1.7.0.3 Greek letters
We would prefer to avoid Greek letters, but they are ubiquitous in the statistical literature so we want you to become used to them. They are mainly used to distinguish the unknown from the observed. Suppose we want to find out the average height of a population and we take a sample of 1,000 people to estimate this. The unknown average we want to estimate is often denoted with \(\mu\), the Greek letter for m (m is for mean). The standard deviation is often denoted with \(\sigma\), the Greek letter for s. Measurement error or other unexplained random variability is typically denoted with \(\varepsilon\), the Greek letter for e. Effect sizes, for example the effect of a diet on weight, are typically denoted with \(\beta\). We may use other Greek letters but those are the most commonly used.
You should get used to these four Greek letters as you will be seeing them often: \(\mu\), \(\sigma\), \(\beta\) and \(\varepsilon\).
Note that indexing is sometimes used in conjunction with Greek letters to denote different groups.

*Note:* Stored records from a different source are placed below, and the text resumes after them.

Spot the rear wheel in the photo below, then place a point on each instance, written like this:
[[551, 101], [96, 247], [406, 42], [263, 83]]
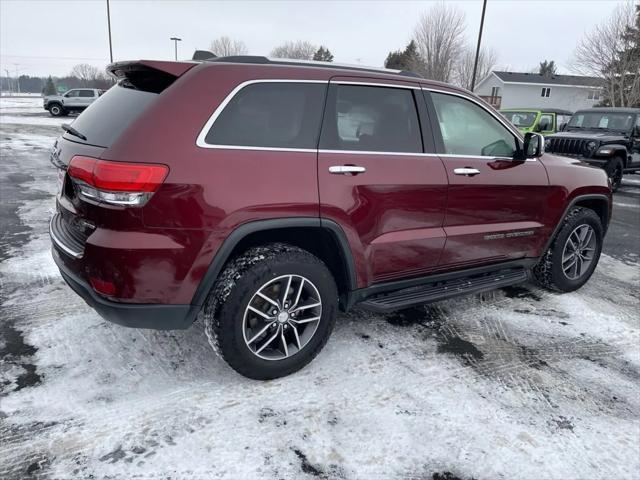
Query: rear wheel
[[56, 110], [271, 311], [615, 169], [573, 254]]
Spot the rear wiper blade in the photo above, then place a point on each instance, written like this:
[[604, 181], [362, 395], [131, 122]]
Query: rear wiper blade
[[69, 129]]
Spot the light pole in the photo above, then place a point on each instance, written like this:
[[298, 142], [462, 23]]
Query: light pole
[[475, 63], [109, 28], [175, 41]]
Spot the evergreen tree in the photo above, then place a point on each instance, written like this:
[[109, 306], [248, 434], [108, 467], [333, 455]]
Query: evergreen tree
[[547, 68], [323, 55], [407, 59], [49, 86]]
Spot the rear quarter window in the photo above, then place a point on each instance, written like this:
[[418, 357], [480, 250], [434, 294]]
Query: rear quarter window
[[110, 115], [270, 115]]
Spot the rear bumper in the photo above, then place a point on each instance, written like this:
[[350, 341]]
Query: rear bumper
[[154, 316]]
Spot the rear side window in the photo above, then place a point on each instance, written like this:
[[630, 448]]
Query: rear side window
[[375, 119], [110, 115], [272, 115]]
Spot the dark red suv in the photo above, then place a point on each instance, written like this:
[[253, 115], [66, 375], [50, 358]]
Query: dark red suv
[[264, 195]]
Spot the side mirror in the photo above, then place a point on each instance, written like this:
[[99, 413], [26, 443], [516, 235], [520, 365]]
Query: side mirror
[[533, 145]]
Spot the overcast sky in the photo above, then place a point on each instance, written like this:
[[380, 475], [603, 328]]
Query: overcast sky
[[49, 37]]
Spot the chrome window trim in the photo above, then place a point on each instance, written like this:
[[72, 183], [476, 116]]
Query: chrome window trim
[[374, 84], [372, 152], [200, 140]]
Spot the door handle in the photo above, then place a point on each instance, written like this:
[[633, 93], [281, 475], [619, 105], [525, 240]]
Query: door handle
[[346, 169], [468, 171]]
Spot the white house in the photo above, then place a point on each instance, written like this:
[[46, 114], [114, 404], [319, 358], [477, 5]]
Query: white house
[[532, 90]]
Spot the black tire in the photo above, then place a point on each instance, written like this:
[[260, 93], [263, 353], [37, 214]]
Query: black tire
[[56, 110], [224, 309], [615, 169], [549, 272]]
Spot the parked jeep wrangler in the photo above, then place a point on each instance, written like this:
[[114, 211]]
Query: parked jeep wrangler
[[605, 137], [75, 100], [264, 195], [546, 121]]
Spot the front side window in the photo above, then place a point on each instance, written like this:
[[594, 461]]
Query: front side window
[[375, 119], [593, 95], [271, 114], [521, 119], [468, 129]]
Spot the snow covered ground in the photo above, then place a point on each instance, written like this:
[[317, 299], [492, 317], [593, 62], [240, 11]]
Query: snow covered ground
[[518, 383]]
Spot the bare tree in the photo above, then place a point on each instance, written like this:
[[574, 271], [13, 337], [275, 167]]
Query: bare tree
[[605, 52], [464, 68], [227, 47], [439, 37], [300, 50], [87, 74]]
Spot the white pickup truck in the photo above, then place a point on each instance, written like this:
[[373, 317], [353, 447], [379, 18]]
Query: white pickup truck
[[74, 100]]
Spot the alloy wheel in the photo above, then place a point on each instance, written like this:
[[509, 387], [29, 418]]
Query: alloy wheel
[[282, 317], [579, 252]]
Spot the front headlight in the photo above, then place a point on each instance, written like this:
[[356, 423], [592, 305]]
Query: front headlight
[[605, 150], [590, 148]]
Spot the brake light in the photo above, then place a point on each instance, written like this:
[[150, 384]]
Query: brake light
[[116, 183]]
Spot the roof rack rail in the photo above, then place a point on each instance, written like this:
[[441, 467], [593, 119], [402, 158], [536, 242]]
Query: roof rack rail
[[256, 59]]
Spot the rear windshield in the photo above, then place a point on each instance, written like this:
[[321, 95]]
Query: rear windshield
[[521, 119], [602, 121], [110, 115]]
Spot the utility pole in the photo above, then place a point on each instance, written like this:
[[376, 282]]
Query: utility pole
[[8, 80], [15, 65], [109, 28], [475, 64], [175, 41]]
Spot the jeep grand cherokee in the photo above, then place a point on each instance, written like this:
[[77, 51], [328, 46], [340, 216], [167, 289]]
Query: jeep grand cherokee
[[265, 195]]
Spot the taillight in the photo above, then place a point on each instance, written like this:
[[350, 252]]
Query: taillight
[[116, 183]]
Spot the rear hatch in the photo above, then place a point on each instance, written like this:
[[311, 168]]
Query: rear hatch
[[84, 204]]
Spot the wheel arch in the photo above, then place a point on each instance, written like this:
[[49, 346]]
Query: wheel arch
[[323, 238], [599, 203]]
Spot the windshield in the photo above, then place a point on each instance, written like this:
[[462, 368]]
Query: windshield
[[601, 121], [521, 119]]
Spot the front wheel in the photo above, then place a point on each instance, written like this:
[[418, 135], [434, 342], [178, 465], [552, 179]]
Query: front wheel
[[573, 254], [271, 311]]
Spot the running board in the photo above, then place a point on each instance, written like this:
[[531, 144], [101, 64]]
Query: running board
[[432, 292]]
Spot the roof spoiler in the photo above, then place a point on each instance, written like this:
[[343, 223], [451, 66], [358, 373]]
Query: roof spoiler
[[148, 75], [203, 55]]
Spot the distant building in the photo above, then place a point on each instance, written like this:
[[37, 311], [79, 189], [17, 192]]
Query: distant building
[[532, 90]]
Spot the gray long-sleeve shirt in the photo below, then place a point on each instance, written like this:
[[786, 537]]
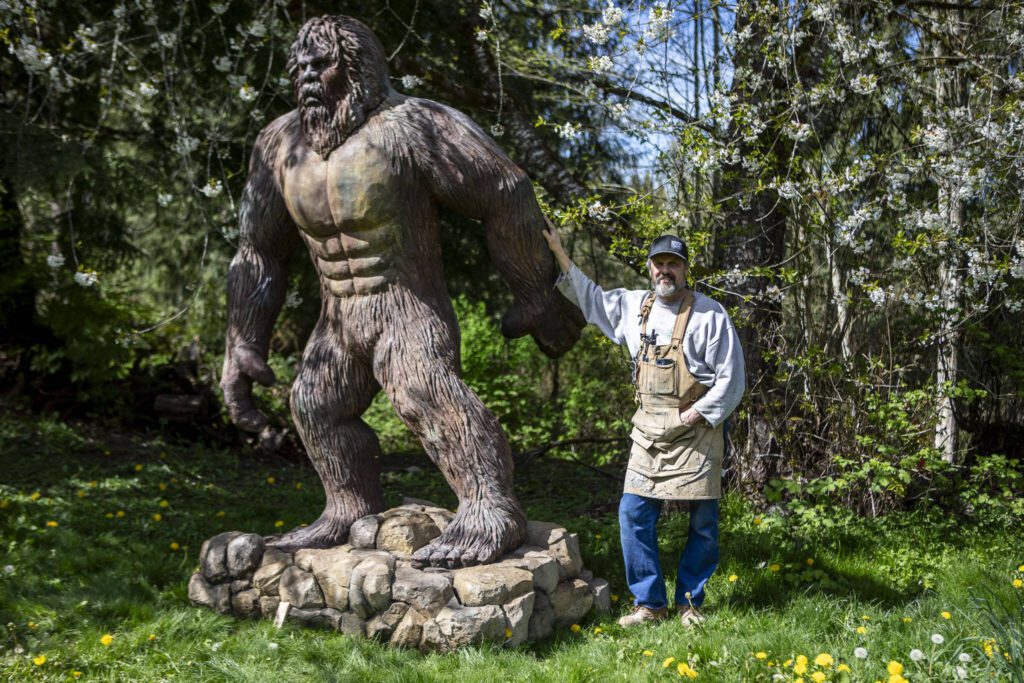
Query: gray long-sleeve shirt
[[710, 344]]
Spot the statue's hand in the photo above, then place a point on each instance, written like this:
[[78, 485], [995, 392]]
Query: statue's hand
[[555, 328], [242, 367]]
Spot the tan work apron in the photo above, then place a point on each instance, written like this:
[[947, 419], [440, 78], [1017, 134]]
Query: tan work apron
[[669, 460]]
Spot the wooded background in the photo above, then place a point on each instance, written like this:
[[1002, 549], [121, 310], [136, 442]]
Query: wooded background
[[848, 176]]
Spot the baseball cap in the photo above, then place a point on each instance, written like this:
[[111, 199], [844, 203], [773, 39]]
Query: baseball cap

For example, if we have one set of numbers denoted with \(x\) and another with \(y\) we may use \(\mu_x\) and \(\mu_y\) to denote their averages.
1.7.0.4 Infinity
In the text we often talk about asymptotic results. Typically, this refers to an approximation that gets better and better as the number of data points we consider gets larger and larger, with perfect approximations occurring when the number of data points is \(\infty\). In practice, there is no such thing as \(\infty\), but it is a convenient concept to understand. One way to think about asymptotic results is as results that become better and better as some number increases and we can pick a number so that a computer can’t tell the difference between the approximation and the real number. Here is a very simple example that approximates 1/3 with decimals:
onethird <- function(n) sum( 3/10^c(1:n))
1/3 - onethird(4)
## [1] 3.333e-05
1/3 - onethird(10)
## [1] 3.333e-11
1/3 - onethird(16)
## [1] 0
In the example above, 16 is practically \(\infty\).
1.7.0.5 Integrals
We only use these a couple of times so you can skip this section if you prefer. However, integrals are actually much simpler to understand than perhaps you realize.
For certain statistical operations, we need to figure out areas under the curve. For example, for a function \(f(x)\) …

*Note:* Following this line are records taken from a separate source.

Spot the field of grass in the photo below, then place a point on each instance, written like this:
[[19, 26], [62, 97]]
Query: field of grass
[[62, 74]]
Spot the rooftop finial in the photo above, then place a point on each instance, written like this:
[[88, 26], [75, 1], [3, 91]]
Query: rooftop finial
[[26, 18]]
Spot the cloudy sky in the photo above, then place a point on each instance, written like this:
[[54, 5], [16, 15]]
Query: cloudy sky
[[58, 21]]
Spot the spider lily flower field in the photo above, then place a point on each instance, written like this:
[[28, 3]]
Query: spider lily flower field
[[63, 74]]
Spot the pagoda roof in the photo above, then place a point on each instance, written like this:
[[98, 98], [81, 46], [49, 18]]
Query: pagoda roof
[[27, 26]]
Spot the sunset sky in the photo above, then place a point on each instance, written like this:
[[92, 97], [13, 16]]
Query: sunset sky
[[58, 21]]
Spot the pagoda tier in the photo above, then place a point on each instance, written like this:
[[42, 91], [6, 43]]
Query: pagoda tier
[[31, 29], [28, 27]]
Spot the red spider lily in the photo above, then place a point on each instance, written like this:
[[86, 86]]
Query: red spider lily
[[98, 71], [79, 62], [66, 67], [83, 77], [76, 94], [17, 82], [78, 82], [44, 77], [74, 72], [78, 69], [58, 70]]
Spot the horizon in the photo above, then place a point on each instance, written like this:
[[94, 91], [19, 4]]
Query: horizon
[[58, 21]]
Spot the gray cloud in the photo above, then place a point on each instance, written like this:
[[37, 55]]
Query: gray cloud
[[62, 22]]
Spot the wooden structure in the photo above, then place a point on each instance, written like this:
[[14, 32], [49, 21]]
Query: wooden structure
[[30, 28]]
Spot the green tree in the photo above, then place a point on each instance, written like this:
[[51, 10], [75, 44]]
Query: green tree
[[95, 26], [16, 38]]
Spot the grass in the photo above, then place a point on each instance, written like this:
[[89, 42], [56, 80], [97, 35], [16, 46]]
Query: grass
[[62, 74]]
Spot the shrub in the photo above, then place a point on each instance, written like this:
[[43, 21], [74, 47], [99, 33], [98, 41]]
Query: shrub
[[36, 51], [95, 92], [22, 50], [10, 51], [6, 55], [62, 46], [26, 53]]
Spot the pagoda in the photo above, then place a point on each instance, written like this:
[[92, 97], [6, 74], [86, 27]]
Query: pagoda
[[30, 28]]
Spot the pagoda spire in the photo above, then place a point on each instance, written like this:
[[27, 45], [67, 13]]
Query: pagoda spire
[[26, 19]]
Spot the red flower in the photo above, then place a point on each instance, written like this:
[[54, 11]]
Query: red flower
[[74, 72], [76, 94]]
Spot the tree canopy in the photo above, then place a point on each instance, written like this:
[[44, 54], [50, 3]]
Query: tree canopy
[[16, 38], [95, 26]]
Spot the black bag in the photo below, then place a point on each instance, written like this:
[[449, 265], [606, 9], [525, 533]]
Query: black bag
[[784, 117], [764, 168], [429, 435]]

图 1.1: Integral of a function.
…we need to know what proportion of the total area under the curve is grey.
The grey area can be thought of as many small grey bars stacked next to each other. The area is then just the sum of the areas of these little bars. The problem is that we can’t do this for every number between 2 and 4 because there are an infinite number. The integral is the mathematical solution to this problem. In this case, the total area is 1 so the answer to what proportion is grey is the following integral:
\[ \int_2^4 f(x) \, dx \]
Because we constructed this example, we know that the grey area is 2.27% of the total. Note that this is very well approximated by an actual sum of little bars:
width <- 0.01
x <- seq(2,4,width)
areaofbars <- f(x)*width
sum( areaofbars )
## [1] 0.02299
The smaller we make width
, the closer the sum gets to the integral, which is equal to the area.